“The Seller” means Travik Chemicals (UK) Limited.
“The Customer” means persons, firm or companies purchasing goods from the Seller or requesting the Seller to render services in respect of the goods.
“The Goods” means the goods or materials supplied by the Seller to the Customer or in respect of which the Seller renders services.
“Services” means any work carried out at the customer’s request by the Seller to the Goods.
Formation of Contract
The Seller contracts on these conditions and acceptance by the Seller of any order or request from the Customer shall be upon such conditions subject only to any variation agreed in writing by any authorised representative of the Seller.
(1) All quotations shall be exclusive of VAT.
(2) Quotations shall be valid for a period of thirty days and if delivery has not been made and services not completed within that period then the Seller reserves the right to vary quotation.
(1) Any time or date specified by the Seller is given and intended as an estimate only. The Seller shall use its best endeavours to meet such dates but shall not be liable for any direct or indirect loss, damage or expense howsoever arising from delay in delivery or completion or services.
(1) The Seller may deliver by instalments and each delivery shall be deemed to be treated as a separate contract and any default or delay in respect of any instalment shall not entitle the Customer to reject other deliveries.
(2) Failure by the Customer to pay for any instalment or delivery when payment is due shall entitle the Seller to withhold further deliveries.
(1) Unless otherwise agreed in writing, payment shall be made by the Customer within thirty days from the date of invoice.
(2) If payment is not made on the due date, interest shall be charged on any outstanding amount as the rate 4% above Bank of England minimum lending rate for the time being in force until the date of actual payment.
(3) If the Customer fails to accept delivery of any goods when tendered or in the event of any delivery being delayed at the Customer’s request or in the event of the Customer failing to make any payment for goods when it is due the Customer shall be liable to the Seller for all additional handling storage or other charges thereby incurred by the Seller in relation to any such goods or to any other goods delivery of which the Seller entitles to withhold.
(1) In the case of goods to be sold by the Seller to the Customer, risk in those goods shall pass to the Customer upon delivery.
(2) Where services are rendered by the Seller the goods shall be prepared, worked on, moved, stored or otherwise managed and kept at the sole risk of the Customer and the Seller shall not be liable for any loss, damage or delay arising from any cause whatsoever unless such loss, damage or delay was caused by or resulted from the negligence or deliberate act of the Seller.
(1) Where goods are sold by the Seller to the Customer, property in the goods shall not pass to the Customer until the Customer has paid for such goods in full and until then the Customer shall hold the goods as bailee for the Seller.
(2) Whilst acting as such bailee the Customer shall not pledge or allow any lien or charge to be created over the goods and will not deal with them except in the ordinary course of business.
(3) If the Customer sells the goods the Customer shall hold on trust for the Seller the proceeds of such sale and the right to receive such proceeds.

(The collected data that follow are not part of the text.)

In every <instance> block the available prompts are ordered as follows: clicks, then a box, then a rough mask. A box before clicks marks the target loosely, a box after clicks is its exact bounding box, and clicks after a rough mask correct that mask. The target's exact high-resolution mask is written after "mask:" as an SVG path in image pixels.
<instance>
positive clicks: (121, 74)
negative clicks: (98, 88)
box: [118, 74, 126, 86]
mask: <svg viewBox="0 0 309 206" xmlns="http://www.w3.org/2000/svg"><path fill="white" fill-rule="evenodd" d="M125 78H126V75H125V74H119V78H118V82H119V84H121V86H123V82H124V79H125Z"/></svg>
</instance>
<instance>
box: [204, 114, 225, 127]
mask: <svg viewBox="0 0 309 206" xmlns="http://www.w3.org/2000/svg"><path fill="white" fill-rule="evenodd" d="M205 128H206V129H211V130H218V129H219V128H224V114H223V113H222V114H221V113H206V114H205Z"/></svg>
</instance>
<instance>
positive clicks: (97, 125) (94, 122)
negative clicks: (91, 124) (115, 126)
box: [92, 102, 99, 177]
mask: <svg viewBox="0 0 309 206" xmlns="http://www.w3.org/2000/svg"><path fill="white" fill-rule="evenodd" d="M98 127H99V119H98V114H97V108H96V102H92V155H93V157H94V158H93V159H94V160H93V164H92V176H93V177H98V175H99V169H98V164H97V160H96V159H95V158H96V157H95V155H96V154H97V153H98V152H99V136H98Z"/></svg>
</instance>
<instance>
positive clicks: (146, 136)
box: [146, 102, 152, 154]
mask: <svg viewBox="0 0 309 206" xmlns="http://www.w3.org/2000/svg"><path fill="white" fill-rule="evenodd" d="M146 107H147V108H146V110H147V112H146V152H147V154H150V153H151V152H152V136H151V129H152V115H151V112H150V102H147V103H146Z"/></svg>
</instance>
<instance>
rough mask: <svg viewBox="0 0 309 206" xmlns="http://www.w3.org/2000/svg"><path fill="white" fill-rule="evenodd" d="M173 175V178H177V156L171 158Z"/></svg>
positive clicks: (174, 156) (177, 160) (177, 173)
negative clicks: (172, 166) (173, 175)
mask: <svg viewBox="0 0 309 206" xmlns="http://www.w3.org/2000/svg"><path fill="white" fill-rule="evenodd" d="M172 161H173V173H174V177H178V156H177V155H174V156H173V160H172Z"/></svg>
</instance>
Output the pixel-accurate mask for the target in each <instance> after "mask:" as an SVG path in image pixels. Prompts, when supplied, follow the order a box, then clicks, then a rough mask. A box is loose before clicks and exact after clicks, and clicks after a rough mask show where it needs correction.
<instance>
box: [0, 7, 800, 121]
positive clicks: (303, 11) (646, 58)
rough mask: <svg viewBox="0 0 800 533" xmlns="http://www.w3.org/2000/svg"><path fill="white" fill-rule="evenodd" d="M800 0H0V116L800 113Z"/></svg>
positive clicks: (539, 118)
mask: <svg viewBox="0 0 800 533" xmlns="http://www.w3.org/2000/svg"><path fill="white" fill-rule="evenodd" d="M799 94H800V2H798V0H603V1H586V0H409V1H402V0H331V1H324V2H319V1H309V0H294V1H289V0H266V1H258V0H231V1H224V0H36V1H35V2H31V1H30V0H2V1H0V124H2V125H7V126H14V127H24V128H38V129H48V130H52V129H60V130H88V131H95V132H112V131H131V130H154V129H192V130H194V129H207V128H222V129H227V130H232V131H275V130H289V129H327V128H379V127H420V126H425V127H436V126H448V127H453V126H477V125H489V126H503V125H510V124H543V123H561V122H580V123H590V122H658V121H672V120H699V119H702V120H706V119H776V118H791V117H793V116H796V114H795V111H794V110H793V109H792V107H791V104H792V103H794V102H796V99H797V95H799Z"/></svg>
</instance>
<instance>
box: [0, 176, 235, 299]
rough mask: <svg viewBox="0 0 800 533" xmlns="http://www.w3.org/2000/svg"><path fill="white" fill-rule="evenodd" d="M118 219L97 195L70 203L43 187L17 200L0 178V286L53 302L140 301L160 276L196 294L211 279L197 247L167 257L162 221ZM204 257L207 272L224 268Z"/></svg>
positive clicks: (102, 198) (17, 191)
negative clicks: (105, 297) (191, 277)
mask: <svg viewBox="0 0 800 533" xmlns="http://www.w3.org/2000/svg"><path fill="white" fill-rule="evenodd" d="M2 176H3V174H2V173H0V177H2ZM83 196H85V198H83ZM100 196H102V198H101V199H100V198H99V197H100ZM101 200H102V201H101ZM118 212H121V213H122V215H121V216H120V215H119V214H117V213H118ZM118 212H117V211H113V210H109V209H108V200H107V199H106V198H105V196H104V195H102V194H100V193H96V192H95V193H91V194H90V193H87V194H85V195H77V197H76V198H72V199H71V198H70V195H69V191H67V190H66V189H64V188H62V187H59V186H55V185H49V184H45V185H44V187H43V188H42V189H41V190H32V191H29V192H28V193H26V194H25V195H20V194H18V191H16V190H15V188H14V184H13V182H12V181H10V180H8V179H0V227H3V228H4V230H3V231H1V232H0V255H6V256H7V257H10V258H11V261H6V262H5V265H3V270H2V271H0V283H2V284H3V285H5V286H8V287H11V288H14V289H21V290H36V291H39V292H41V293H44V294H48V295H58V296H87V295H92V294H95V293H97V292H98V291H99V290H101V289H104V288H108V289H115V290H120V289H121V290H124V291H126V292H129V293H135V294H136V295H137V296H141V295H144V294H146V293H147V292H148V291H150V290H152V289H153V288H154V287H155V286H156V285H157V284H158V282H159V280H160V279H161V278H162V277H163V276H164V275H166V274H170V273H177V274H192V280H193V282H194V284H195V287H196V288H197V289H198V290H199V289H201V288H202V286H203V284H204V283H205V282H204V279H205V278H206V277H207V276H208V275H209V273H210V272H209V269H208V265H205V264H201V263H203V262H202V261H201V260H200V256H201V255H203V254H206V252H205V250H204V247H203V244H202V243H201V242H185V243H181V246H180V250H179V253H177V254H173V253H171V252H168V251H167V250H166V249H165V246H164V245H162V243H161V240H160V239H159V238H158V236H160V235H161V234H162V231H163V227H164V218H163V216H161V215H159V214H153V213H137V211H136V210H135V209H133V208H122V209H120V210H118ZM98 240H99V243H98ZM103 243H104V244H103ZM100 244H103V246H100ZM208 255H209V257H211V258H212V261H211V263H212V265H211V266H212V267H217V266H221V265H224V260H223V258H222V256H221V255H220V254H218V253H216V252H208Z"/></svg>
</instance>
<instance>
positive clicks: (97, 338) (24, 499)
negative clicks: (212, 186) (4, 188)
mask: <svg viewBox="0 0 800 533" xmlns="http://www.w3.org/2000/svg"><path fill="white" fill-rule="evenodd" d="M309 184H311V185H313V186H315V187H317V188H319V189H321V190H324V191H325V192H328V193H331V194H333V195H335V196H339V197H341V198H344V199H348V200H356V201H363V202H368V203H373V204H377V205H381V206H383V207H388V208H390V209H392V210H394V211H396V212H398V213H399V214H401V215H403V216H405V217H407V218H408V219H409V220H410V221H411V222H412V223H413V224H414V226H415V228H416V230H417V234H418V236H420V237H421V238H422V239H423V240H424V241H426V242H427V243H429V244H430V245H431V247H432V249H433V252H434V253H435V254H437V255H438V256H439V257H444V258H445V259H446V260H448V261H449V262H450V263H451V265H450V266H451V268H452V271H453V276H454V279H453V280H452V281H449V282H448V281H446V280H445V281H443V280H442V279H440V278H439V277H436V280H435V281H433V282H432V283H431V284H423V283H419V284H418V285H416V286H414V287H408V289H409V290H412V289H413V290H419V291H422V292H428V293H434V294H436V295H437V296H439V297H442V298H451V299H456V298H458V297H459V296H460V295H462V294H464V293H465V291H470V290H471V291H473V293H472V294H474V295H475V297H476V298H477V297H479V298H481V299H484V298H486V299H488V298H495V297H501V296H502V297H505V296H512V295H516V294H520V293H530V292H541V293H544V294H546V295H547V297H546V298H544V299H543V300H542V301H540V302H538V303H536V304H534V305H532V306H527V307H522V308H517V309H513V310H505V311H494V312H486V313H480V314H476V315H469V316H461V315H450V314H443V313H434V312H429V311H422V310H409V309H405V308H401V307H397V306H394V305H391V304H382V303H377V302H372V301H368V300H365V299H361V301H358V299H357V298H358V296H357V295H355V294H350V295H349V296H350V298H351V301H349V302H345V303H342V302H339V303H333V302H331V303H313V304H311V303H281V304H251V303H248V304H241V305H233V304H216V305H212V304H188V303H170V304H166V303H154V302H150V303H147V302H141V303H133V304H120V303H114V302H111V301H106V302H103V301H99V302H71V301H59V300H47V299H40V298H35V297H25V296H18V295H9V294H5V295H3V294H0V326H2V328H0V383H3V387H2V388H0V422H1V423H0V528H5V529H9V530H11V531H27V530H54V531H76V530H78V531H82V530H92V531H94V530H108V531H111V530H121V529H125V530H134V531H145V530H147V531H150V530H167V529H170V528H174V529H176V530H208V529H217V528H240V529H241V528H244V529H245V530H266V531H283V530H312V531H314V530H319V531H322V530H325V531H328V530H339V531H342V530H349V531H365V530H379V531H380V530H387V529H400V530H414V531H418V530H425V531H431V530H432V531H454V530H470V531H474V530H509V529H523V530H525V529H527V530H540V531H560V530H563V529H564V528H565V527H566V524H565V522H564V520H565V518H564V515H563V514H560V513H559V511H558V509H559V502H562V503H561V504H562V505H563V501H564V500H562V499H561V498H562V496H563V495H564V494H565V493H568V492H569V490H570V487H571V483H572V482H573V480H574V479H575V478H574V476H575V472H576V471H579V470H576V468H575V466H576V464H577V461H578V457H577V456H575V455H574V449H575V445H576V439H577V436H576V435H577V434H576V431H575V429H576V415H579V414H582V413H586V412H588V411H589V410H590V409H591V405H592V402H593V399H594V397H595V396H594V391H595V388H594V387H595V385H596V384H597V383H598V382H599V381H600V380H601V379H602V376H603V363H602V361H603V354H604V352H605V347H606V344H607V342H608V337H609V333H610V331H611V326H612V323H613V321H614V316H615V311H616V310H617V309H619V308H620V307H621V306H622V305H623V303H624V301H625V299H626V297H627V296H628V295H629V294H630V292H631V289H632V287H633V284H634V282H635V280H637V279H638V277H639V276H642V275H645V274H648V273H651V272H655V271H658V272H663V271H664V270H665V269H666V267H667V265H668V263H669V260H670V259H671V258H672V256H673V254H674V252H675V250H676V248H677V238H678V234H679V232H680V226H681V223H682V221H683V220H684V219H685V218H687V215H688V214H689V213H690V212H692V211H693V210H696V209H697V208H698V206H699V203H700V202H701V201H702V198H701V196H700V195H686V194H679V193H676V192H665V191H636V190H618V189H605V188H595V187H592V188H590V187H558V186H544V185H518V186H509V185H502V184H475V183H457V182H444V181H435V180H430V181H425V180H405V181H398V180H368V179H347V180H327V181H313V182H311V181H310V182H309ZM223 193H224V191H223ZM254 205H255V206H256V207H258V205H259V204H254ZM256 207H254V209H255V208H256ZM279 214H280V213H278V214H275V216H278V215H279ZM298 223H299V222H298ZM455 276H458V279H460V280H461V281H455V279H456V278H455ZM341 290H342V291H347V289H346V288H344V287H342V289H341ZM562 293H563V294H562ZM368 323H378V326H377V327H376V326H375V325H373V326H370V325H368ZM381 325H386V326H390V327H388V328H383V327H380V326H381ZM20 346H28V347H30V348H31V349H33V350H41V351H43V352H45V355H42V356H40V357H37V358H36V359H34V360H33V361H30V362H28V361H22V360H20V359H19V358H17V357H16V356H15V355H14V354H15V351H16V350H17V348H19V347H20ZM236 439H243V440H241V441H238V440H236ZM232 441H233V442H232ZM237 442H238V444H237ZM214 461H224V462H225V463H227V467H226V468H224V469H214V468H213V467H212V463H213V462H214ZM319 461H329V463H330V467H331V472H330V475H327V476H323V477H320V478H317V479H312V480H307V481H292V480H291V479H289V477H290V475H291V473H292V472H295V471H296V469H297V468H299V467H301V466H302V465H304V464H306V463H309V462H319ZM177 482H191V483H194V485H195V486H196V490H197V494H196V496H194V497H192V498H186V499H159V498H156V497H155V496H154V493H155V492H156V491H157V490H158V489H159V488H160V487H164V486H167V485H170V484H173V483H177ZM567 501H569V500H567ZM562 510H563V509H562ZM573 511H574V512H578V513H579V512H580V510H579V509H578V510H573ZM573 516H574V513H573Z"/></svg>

(4) In default of payment any sum due to the Seller in respect of goods which remain the property of the Seller. The Seller or a named representitive of the Seller may at any time enter on the Customer’s premises and remove such goods.
(5) So long as any goods remain the property of the Seller the Buyer shall keep them separate and identifiable.
Any claims by the Customer in respect of goods delivered to the Customer or services carried out on goods shall be made in writing to the Seller witihin fourteen days of receipt of the goods or completion of the services. Failure to make such a claim within the specified time shall constitute unqualified acceptance of the goods and waiver by the Customer of all claims relating to the goods or services of any kind whatsoever. Claims by the Customer will only be investigated, in accordance with normal-trade practice, once payment in full for the goods or services has been made.
Limitation or Liability (In the case of sales)
(1) Where the Customer buys in the course of a business and where the goods are not manufactured by the Seller there shall be no warranty or condition express or implied as to quality or fitness for any particular purpose.
(2) The Seller will at the request of the Customer use all reasonable efforts to ensure that the benefit of any guarantee or warranty given by any manufacturer or third party to the Seller ensures to the Customer.
(3) In any case the Seller’s liability for any and all direct loss or damage resulting to the Customer from defects in the goods or from any other cause shall be limited to the invoice price of the goods and the Seller may in its absolute discretion repair or replace the goods or refund the price (in the case of both sales and supply of services). The Seller shall in circumstances be liable for any special indirect or consequential damages or loss including loss of use or profits. Any provisions set out herein shall not apply in the case of a sale to a person dealing as a consumer insofar as such provision would be virtue of the Unfair Contract Terms Act 1977 be no effect as against such a person.
The Customer agrees to indemnify the Seller against all claims relating to goods sold to the Buyer by the Seller or worked on by the Seller in respect of any loss, damage or expense sustained by any third party other than caused by negligence of the Seller.
The Seller shall have the right to exercise a general lien upon any goods belonging to the Customer whilst in the possession of the Seller until such time as all moneys due to the Seller from the Customer in respect of such goods have been paid.